Un artisan qualifié ou un inspecteur en bâtiment peut :
- Évaluer l'intégrité structurelle à l'aide d'instruments de mesure d'humidité et de détection de fissures cachées.
- Identifier les ponts thermiques dans l'isolation, invisibles en été mais révélateurs d'une déperdition énergétique coûteuse.
- Contrôler le réseau de drainage autour des fondations pour prévenir les infiltrations printanières.
- Prioriser les travaux en fonction de leur urgence réelle — pas juste de leur apparence — pour optimiser votre budget de rénovation.
- Préparer un devis détaillé qui vous protège contre les mauvaises surprises en cours de chantier.
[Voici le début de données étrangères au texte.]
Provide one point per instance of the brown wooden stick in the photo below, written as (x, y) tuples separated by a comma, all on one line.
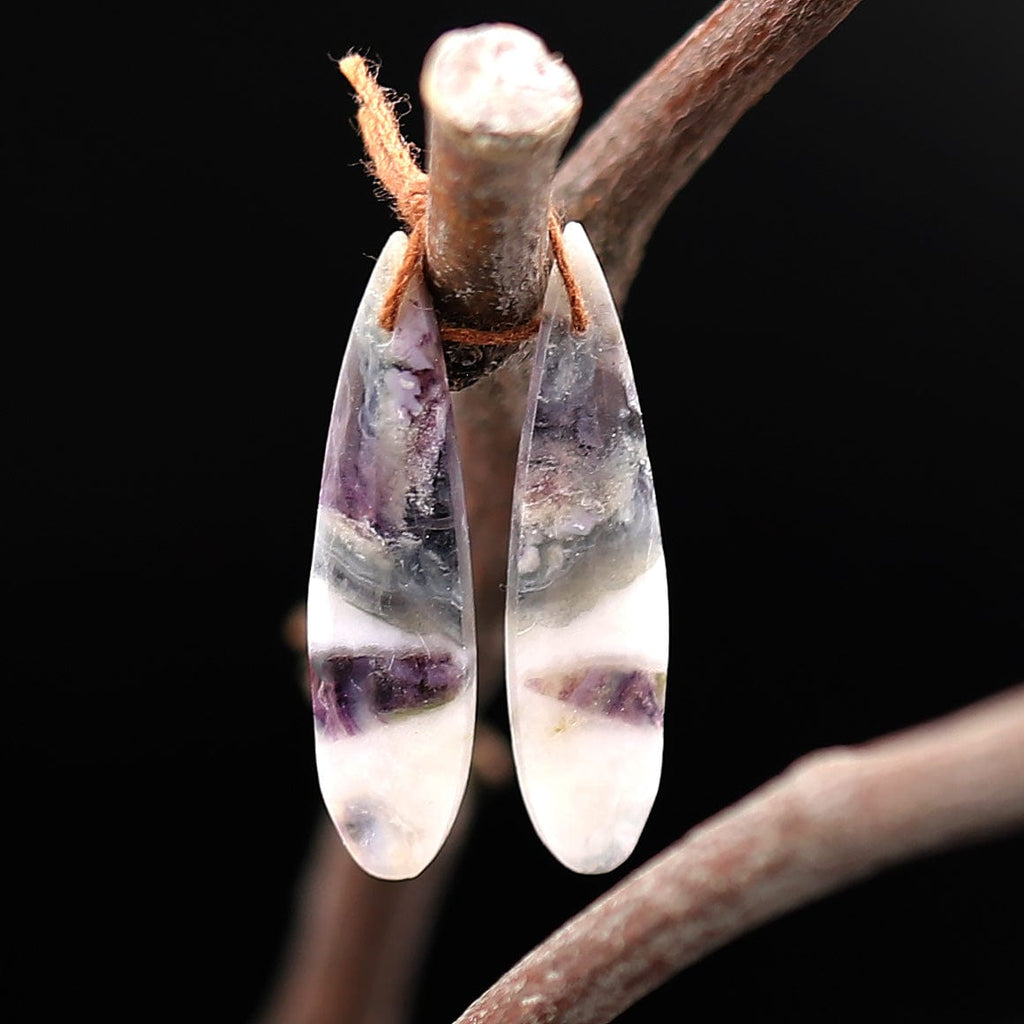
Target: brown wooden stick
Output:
[(624, 174), (835, 817), (500, 109)]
Comme le pont Alexandra fait l'objet d'évaluations régulières par des ingénieurs spécialisés, votre maison mérite aussi une expertise indépendante — d'autant plus qu'une inspection coûte généralement entre 300 $ et 600 $, soit une fraction du coût d'une réparation imprévue.
Le bon moment, c'est maintenant
Le printemps est la saison idéale pour inspecter votre propriété. Les dommages causés par l'hiver sont visibles, les artisans commencent leur haute saison et les délais d'intervention sont encore raisonnables avant juin. Si vous attendez juillet, les entrepreneurs qualifiés sont complets pour l'été.
Comme l'a illustré le pont Alexandra — fermé pour entretien pendant quatre jours en plein mois d'avril — l'infrastructure qui n'est pas entretenue régulièrement finit par interrompre le quotidien. Mieux vaut planifier que subir.